This repository contains a nextflow pipeline and associated scripts for the characterisation of Streptococcus pneumoniae in metagenomic samples.
To clone this repo:
git clone git@github.com:ukhsa-collaboration/gpha-mscape-nf-strep-pneumo.git
No further installation is required for use on Bryn as the nextflow pipeline is containerised and will pull in relevant containers as required when the pipeline is run.
Example command:
nextflow run main.nf \
--samplesheet /path/to/samplesheet.csv \
--taxid 1313 \
--extract_reads True \
--outdir /path/to/outdir \
--server server-name \
--bucket "name-of-s3-bucket"| Parameter | Description |
|---|---|
| samplesheet | Path to csv file containing sample information. Requires following columns: climb_id, fastq_1, fastq_2, kraken_output, kraken_report. |
| taxid | NCBI taxon ID to extract reads for |
| extract_reads | Boolean specifying if taxon reads should be extracted from fastq before running pneumokity |
| outdir | Path to output directory |
| server | Name of server working on |
| bucket | Name of s3 bucket to upload result files to |
The pipeline consists of the following steps:
- (Optional) Extracts reads for taxon of interest from a sample e.g. all reads classified as Streptoccocus or below (taxid: 1301), or all reads classified as Streptococcus pneumoniae (taxid: 1313).
- Run pneumokity on reads (extracted by taxon or all reads in the sample). Pneumokity is a kmer-based serotyping tool from Streptoccocus pneumoniae.
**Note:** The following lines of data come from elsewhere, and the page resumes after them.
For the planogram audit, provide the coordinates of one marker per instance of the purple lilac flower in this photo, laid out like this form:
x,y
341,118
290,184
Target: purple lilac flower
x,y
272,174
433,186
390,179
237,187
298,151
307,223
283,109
- Collate pneumokity results into the format required for onyx. This includes adding the vaccine status of the identified serotype if pneumokity ran successfully.
- Creation of an onyx analysis table and adding any results files produced by pneumokity to s3 storage.
- Publishing of the onyx analysis table.
Long read typing workflow:
longread_typing
|-- longread_kmer_serotyping
|-- run_kractor (optional)
|-- run_pneumokity
|-- collate_serotyping_results
|-- create_pneumokity_onyx_json
|-- onyx_write
|-- s3_upload (pneumokity success only)
|-- onyx_update (pneumokity success only)
|-- onyx_publish
The following elements may be added in future versions of the pipeline:
- Streptococcus pneumoniae speciation - integration of the code used to confirm if samples containing Streptococcus reads contain Streptococcus pneumoniae as a workflow to run before longread_typing.
- PneumoCAT2 typing - addition of an extra mapping-based typing method in longread_typing for extra verification and added resolution for difficult to resolve serotypes.